Morris: The last four questions concern Dealing with Darwin. You seem to have a much more diversified readership in mind than you did when writing the previous books. Is that correct?

Moore: Yes, whereas the first four books were targeted primarily toward technology sector executives, this last book takes in a much broader sweep.  The reasons for this are twofold.  First, many other sectors of the economy have embraced technology so deeply, they are beginning to behave more and more like tech.  This includes financial services, pharmaceuticals, retail, media, advertising, supply chain, and logistics.  Second, because of the sheer mass it has accumulated over the past several decades, the technology sector is beginning to resemble more mature sectors of the economy.  We are at a juncture, in other words, where each side of this equation has much to learn from the other.

Morris: In the first chapter, you suggest that each breakaway company “is totally aligned end to end around a single defining value proposition.” Why do most companies fail in their efforts to establish and then sustain that alignment?

Moore: Companies are managed as alliances of top executives, each with major spheres of responsibility.  These executives all have strong ideas about where the company should focus, and often they pursue them without the alignment of their fellows.  This leads to powerful initiatives being launched in different directions.  As these play out, however, the contradictions among them begin to neutralize or blunt their effects, so the company does not garner the market success it needs and wants.  Rather than leading the executive team to unite, however, this usually leads to them redoubling their efforts on their pet initiative, with a lot of finger-pointing and second-guessing going on in the background.  To succeed the CEO must put a stop to this and lead the team to unite around a single vector of innovation.

Morris: In Leading Change, Jim O’Toole has much of value to say about what he characterizes as  “the ideology of comfort and the tyranny of custom.” I agree with him that they are among the most formidable barriers to innovation initiatives.
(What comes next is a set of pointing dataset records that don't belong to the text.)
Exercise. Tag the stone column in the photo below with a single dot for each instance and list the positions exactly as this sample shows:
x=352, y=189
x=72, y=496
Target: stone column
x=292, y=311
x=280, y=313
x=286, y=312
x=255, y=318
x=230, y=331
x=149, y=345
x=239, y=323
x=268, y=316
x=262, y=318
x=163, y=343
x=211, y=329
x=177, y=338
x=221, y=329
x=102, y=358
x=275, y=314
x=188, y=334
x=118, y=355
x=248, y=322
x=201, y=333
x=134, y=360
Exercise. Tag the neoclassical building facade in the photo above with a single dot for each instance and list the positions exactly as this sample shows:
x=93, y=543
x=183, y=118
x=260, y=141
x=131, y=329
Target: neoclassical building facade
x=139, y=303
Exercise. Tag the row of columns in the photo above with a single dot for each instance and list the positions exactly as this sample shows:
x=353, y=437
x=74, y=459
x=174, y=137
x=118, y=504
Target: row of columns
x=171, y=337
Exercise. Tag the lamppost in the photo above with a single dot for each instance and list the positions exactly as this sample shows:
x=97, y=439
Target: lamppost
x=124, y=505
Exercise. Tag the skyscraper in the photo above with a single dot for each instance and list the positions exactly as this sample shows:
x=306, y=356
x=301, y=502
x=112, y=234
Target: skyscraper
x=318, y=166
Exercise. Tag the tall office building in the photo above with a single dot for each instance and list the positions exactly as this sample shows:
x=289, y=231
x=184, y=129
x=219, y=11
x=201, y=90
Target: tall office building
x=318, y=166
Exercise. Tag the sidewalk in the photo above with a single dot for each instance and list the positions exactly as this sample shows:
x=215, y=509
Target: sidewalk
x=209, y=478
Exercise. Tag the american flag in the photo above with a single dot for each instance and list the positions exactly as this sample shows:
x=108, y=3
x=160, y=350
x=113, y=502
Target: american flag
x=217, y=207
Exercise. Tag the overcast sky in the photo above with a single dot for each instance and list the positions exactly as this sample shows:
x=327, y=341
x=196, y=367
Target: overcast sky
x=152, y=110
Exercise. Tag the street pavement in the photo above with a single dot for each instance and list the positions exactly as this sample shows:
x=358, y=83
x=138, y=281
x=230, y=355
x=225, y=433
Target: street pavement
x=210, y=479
That said, please share your thoughts about how to manage inertia.

Moore: Inertia, comfort, and custom all reflect a company aligned around its proud past. As long as the innovation vector that produced its past success still has legs, this inertia is actually an asset.  It helps the company execute more and more efficiently on what has been a winning strategy all along.  When, however, the environment changes, when competitors have caught up to the old innovations, when they no longer yield the differentiation they once did, now the company must mutate its strategy.  That is how you deal with Darwin.  But mutations are risky, and the forces of inertia are strong, so most organizations stumble at this point.
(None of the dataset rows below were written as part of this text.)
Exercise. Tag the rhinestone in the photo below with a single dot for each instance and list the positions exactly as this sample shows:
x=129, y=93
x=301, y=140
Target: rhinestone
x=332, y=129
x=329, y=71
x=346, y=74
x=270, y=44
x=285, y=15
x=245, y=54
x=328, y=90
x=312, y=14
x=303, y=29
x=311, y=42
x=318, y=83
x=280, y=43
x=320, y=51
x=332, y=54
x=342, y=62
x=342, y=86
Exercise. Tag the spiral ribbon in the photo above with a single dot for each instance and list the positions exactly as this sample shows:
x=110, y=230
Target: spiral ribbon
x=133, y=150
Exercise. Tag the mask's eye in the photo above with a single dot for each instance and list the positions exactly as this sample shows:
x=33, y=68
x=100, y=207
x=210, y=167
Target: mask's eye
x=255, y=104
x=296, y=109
The real question is, what do they do next?  If they respond constructively to failure, if they diagnose the problem, reset their compass, and commit to change, very good things can happen.  But for many it is easier to retreat, as Gary Hamel has pointed out, into DAN—denial, arrogance, and nostalgia.  This initiates a downward spiral that becomes increasingly difficult to pull out of.  The best chance then is right at the end, where sometimes a near-death experience creates the occasion and the will to change, typically under a new leader.
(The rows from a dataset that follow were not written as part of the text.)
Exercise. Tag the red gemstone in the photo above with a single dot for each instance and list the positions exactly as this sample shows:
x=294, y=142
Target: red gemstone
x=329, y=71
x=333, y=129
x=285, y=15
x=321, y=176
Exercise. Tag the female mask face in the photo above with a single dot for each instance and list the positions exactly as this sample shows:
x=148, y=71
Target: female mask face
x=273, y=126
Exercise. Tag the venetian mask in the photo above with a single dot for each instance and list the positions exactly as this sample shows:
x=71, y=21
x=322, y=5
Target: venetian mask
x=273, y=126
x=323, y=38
Morris: Final question. Darwin suggests that a process of natural selection determines which survive. Looking ahead, what do you think will determine which organizations survive?

Moore: I am a big believer in free will.  I think management teams get confused because they do not fully appreciate the forces that are acting them, and that they need mental models that highlight those forces and the alternatives they have for dealing with them.  That’s the focus on my work, along with that of many other business thinkers and writers.  Given proper models, I believe executive teams can align in ways that will meet the challenges of economic natural selection.